Les travaux de la 13e session ordinaire de cette instance tenus hier à Yaoundé, ont porté sur le bilan scientifique pour l’année 2020 et l’examen du projet de performance pour 2021.

Plus de trois heures de travaux sur l’évaluation des activités scientifiques du Centre international de référence Chantal Biya pour la recherche sur la prévention et la prise en charge du VIH/sida (CIRCB). La 13e session ordinaire du Conseil scientifique international dudit Centre s’est tenue hier par visioconférence et en présentiel au siège de la structure pour les membres résidant au Cameroun. Covid-19 oblige. Les assises étaient coprésidées par le président dudit conseil, le Pr. Carlo Federico Perno et la vice-présidente, le Pr. Rose Leke, en présence du directeur général du CIRCB, le Pr. Alexis Ndjolo et des autres membres.

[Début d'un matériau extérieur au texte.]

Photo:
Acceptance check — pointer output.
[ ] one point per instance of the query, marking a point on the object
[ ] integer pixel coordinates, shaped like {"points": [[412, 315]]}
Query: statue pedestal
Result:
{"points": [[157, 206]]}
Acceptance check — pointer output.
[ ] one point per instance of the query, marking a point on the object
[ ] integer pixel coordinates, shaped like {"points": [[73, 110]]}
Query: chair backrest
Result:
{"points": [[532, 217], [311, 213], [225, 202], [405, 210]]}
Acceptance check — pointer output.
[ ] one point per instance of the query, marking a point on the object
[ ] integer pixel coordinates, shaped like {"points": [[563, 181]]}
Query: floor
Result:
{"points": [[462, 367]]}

Au menu des travaux, le bilan scientifique du CIRCB pour l’année 2020 et l’examen du projet de performance pour 2021. S’agissant du rapport de performance 2020, comme depuis sa création en 2006 sous la houlette de la première du Cameroun, Chantal, le Centre de recherche a mené des activités dans le sens de la prévention du VIH et de l’amélioration de la prise en charge des personnes vivant avec le VIH. « Nous avons été sollicités pour donner notre appui à la prise en charge de la pandémie de Covid-19. Je me réjouis de ce que le CIRCB a mis tous les moyens et toutes les intelligences pour satisfaire à la fois les usagers et notre tutelle technique et financière », a confié le Pr. Alexis Ndjolo.

L’appui non négligeable de ce centre a permis à ce jour de réaliser des tests de plus 12 000 échantillons de Covid-19 avec un taux de positivité d’à peu près 14%. « Nous avons été dans notre rôle », s’est réjoui le directeur général du CIRCB. 2021 s’annonce plus ambitieux pour le CIRCB. Au-delà des tests, le CIRCB aspire à pousser la recherche, afin de comprendre la raison pour laquelle le Covid-19, bien que présent au Cameroun, n’a pas pour autant des conséquences aussi désastreuses comme cela avait été prévu dans les pays africains.

Le centre de recherche va s’atteler donc à mener des projets pour comprendre les causes de cette résistance dans le but de mettre les résultats à contribution des experts nationaux et internationaux. Concernant son financement, le CIRCB va non seulement préserver les acquis, mais aussi relever de nouveaux défis malgré les moyens qui ont connu une baisse. « Nous allons continuer à faire le plaidoyer vers nos contributeurs. Mais, ce que nous voulons comme centre de recherches, c’est de ne plus dépendre complètement des administrations, mais de produire des ressources propres et d’avoir des financements extérieurs pour lesquels nous ne serons plus dépendants des administrations nationales », a conclu le Pr. Alexis Ndjolo.